At work, you've created a service that half the company uses, and on the weekend you go camping the service crashes and nobody knows how to restart it. Half of the company is now in a failure mode.
A failure mode is a degradation of quality, but it is not yet a catastrophe. In your personal life and in your work, you should always think about what kind of quality you'll be limping along with if some component or assumption were to fail. If you find that quality is unpalatable, then it's time to go back to the drawing board and try again.
Back at home--cold, shivering, and with the neighbors watching--you grope around under the doormat and find the spare key you've hidden there. You've now recovered from the fault and exited the failure mode.
And at the office, your service is being monitored by some kind of watchdog process that detects the crash and restarts the service.
The spare key and the watchdog process are insurance policies, but they should not be confused with the quality of your failure mode. You enter failure mode when a component fails, but insurance policies are just another kind of component. Maybe the spare key wasn't there this time, or maybe the watchdog itself crashed. Either way, you're still in a condition of degraded quality.
Having an insurance policy doesn't absolve you from engineering as much quality as possible into each level of failure mode. All that you've done is create more possible failure modes.
Having learned your lesson, you now either get dressed and put on a coat before going outside to fetch the paper, or you switch to an online subscription, or you defer reading the newspaper until after you're dressed and on the train for work. You've now either eliminated or changed the quality of the failure mode to something more acceptable.
At work it's not likely to be so simple, but consider some of the general techniques below as a starting point.

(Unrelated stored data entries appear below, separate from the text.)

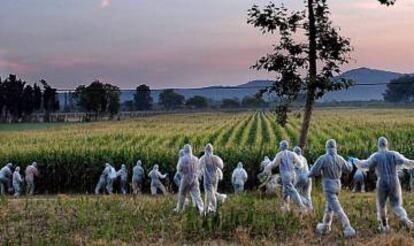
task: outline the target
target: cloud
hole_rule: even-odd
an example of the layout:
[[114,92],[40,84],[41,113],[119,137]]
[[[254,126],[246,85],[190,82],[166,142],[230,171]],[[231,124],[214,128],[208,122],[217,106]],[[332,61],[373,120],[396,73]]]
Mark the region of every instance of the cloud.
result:
[[111,4],[112,0],[101,0],[101,8],[106,8]]

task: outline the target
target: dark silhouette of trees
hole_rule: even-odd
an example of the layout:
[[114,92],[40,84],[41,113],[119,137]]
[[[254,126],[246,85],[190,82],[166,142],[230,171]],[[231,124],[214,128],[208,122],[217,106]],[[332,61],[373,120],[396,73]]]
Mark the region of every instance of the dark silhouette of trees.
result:
[[[254,5],[248,11],[248,23],[262,33],[277,32],[280,37],[273,53],[263,56],[253,66],[276,73],[273,85],[262,93],[271,92],[279,97],[280,106],[276,112],[280,124],[286,123],[289,105],[301,93],[306,94],[301,147],[307,142],[315,101],[328,91],[342,90],[353,84],[349,80],[332,80],[340,72],[340,66],[348,62],[352,48],[349,39],[333,27],[326,0],[307,0],[305,9],[291,12],[270,3],[263,9]],[[302,41],[305,39],[307,42]]]
[[240,108],[240,102],[237,98],[225,98],[221,101],[220,108]]
[[384,93],[384,101],[392,103],[414,102],[414,75],[391,80]]
[[203,96],[193,96],[187,99],[185,105],[192,109],[208,108],[208,99]]
[[42,89],[34,84],[18,79],[10,74],[4,81],[0,79],[0,120],[29,121],[34,112],[45,112],[48,121],[51,112],[59,109],[56,89],[41,81]]
[[176,93],[173,89],[166,89],[160,93],[159,101],[159,104],[165,109],[178,109],[184,105],[185,97]]
[[138,111],[150,110],[152,108],[151,89],[148,85],[142,84],[136,88],[134,105]]
[[102,114],[113,116],[119,112],[120,93],[119,87],[96,80],[88,86],[78,86],[74,97],[83,111],[93,112],[98,118]]
[[245,108],[258,108],[264,107],[266,102],[261,96],[246,96],[243,97],[241,105]]
[[[396,0],[378,0],[390,6]],[[300,132],[299,145],[305,148],[315,101],[328,91],[342,90],[352,86],[352,81],[332,80],[340,72],[340,66],[348,62],[352,50],[350,41],[339,34],[330,21],[327,0],[306,0],[303,11],[289,12],[283,5],[270,3],[263,9],[254,5],[248,11],[248,23],[262,33],[275,33],[280,41],[273,53],[259,59],[253,66],[275,72],[274,84],[265,91],[279,96],[276,109],[278,122],[287,122],[289,105],[300,93],[306,94],[305,113]],[[304,35],[304,37],[300,37]],[[307,42],[302,40],[307,39]],[[302,76],[302,71],[307,74]],[[262,91],[264,93],[265,91]]]
[[50,113],[59,110],[59,98],[57,90],[52,88],[45,80],[40,80],[43,86],[44,122],[50,122]]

An example is checking credit card numbers for validity and sufficient funds, which will depend on the success of both your code and the gateway service you're paying for. Some systems are set up to refuse a transaction if it's unable to validate them, even if the transaction would be valid otherwise. You need to design your system so that validation takes place after a transaction has been received and recorded, and that the transaction is considered "on hold" until validation is performed
Transferring money between two accounts is the canonical example of why Transactions are important; if a fault happens after you've decreased the balance of the sender, but haven't yet increased the balance of the receiver, then the money disappears. Databases support Transactions, but now so do filesystems, queues, and even memory. If your platform supports Distributed Transactions, then you can even tie everything together: pulling a message off a queue, updating multiple tables on multiple databases, and writing to an audit log file can now all happen in the same transaction, so that if the final step of writing to the audit log fails, then everything is rewound all the way back to the queue for the chance to try again. If the operation still continues to fail, you'll still have a system with consistent quality
This morning you get a notification that a Big Box Store wants you to ship with "signature required" service on large orders, and to do that they're changing part of the EDI spec to contain a new boolean value. The problem is that notification was sent a month ago and nobody remembered to forward it to the IT department until the change had already gone into effect. If you were deleting their EDI files after importing them into the database then you'd be in hot water. It may still be awkward even if you had backups to restore from, because now you've got a thousand workflows in various stages that have to be changed. To solve this, you'll want a system that records changes to a workflow's state, but doesn't actually change any data. The workflow has to begin with the EDI document and use it as the bible all the way to the end. You pull the minimum details into your database for tracking and indexing, and build an abstraction layer to query the original document for everything that isn't performance sensitive (such as getting the spec for the shipping label). Now when the document's format changes, you only have to change the abstraction layer
Every system has failure modes, all the way from the trivialities of your personal life to the global economy, and the truth is that we are always operating in at least one failure mode all of the time. My car's suspension needs work, we just lost an employee who walked out with a lot of unwritten knowledge, access to credit has dried up and the economy is shrinking. And yet my car still runs, the company is still in business, and we can still buy and sell things. We just cope with the degradation of quality and work to improve it somehow.